Countercurrent trades that will withstand market volatility: Meghan Shue
Wilmington Trust’s Meghan Shue came out with a contrarian playbook designed to help investors capture profits during volatility.
Even as correction forecasts rise and risk appetite collapses on Wall Street, she cites overweight stocks as her first recommendation for those with a 9 to 12 month time horizon.
“During this period, the economy is expected to operate at above-trend rates – supported by consumer savings, capital spending and a restocking,” the head of investment strategy said on Friday. from the company to CNBC’s “Trading Nation”. “So we think stocks are well positioned to outperform bonds.”
Next, Shue focuses on buying emerging market equities. It includes one of the most unpopular places on the streets right now: China, which is hammered by new regulations targeting industries such as high tech, crypto and casinos. In addition, it deals with the fallout from the debt crisis of Chinese real estate developer Evergrande.
“The risks are certainly high in China,” Shue said. “Certainly, weak real estate is putting some downward pressure on the economy. But we think regulatory risks are at least factored somewhat at this point. Chinese stocks have been down 30% since then. February.”
Third, Shue, who oversees $ 141 billion in assets, believes investors should overweight cyclicals and temper their enthusiasm for tech stocks. Its main choices are finance, industry, energy and materials.
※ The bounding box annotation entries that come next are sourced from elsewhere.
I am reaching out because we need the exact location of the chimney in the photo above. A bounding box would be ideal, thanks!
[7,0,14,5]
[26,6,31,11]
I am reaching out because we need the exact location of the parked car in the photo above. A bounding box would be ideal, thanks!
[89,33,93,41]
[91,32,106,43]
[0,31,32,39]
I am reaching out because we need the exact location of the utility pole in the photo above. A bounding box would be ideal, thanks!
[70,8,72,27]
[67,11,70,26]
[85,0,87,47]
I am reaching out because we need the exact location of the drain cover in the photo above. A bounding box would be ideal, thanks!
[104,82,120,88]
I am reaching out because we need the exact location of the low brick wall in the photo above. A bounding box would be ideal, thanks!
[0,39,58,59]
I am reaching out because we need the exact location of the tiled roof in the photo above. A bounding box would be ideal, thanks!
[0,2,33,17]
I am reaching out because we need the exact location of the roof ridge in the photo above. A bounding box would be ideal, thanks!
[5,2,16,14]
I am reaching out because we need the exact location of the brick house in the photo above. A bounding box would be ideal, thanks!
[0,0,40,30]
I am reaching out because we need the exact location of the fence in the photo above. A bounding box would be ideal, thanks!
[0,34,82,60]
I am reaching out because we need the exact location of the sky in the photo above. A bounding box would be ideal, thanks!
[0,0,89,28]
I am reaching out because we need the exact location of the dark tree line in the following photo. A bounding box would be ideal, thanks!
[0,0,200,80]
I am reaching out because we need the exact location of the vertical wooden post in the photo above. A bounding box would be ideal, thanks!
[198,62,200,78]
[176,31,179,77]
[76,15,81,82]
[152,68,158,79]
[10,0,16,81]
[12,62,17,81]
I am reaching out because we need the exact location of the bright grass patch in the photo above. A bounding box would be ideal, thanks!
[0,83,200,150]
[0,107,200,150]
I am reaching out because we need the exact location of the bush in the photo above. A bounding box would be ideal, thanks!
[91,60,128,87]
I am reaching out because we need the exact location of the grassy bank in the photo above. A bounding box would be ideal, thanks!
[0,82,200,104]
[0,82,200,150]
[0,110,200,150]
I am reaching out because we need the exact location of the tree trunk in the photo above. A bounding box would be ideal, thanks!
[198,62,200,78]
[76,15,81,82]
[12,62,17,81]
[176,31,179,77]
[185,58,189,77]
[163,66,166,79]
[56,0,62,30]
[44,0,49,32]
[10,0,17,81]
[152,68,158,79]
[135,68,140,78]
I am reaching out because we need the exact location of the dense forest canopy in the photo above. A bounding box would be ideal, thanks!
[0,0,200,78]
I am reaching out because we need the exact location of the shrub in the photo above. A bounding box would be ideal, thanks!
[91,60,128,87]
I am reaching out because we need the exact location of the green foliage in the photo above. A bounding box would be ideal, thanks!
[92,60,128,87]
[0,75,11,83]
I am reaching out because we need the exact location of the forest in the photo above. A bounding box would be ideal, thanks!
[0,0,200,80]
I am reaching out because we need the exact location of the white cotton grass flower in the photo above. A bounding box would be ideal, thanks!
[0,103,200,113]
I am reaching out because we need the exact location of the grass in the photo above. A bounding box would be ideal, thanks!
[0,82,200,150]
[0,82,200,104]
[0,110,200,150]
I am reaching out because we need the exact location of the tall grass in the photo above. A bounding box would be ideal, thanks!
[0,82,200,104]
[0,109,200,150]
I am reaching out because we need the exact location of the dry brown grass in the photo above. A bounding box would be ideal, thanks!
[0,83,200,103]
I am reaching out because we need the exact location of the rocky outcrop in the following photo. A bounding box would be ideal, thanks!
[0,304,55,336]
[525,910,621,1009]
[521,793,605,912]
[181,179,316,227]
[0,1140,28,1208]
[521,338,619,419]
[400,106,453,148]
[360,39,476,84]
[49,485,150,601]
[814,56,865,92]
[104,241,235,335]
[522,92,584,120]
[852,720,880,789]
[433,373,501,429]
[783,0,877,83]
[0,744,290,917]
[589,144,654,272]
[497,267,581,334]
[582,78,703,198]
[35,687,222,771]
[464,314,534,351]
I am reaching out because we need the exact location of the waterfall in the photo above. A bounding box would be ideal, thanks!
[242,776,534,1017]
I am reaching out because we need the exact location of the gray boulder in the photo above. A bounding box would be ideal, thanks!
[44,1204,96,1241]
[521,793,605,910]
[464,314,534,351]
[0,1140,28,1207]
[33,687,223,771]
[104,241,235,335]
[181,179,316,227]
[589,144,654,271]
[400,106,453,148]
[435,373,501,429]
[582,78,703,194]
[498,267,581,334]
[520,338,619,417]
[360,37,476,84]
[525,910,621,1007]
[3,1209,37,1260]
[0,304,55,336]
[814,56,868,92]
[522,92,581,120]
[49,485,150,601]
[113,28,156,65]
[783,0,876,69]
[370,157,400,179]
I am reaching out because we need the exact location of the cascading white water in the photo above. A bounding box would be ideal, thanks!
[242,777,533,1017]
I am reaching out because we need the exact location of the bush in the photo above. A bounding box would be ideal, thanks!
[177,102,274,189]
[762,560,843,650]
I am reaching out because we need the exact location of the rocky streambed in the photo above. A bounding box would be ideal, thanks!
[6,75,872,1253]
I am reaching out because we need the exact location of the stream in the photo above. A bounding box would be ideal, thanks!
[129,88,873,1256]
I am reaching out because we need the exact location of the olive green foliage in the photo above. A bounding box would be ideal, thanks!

“We are also overweight developed international stocks which are more cyclical and tend to benefit more from a global economic recovery,” said Shue, a CNBC contributor.
Its baseline scenario is that the global reopenings interrupted by the wave of Covid-19 Delta variants will resume in the fourth quarter, which begins this Friday.
Shue’s fourth strategy is to significantly overweight commodities due to the continued impact of strong demand, restocking and inflation.
“This take on transient inflation is pretty much a consensus,” Shue said. “While we also believe inflationary pressures will ease as we head into 2022, we believe there is upside risk… So we are putting that in place as a hedge.”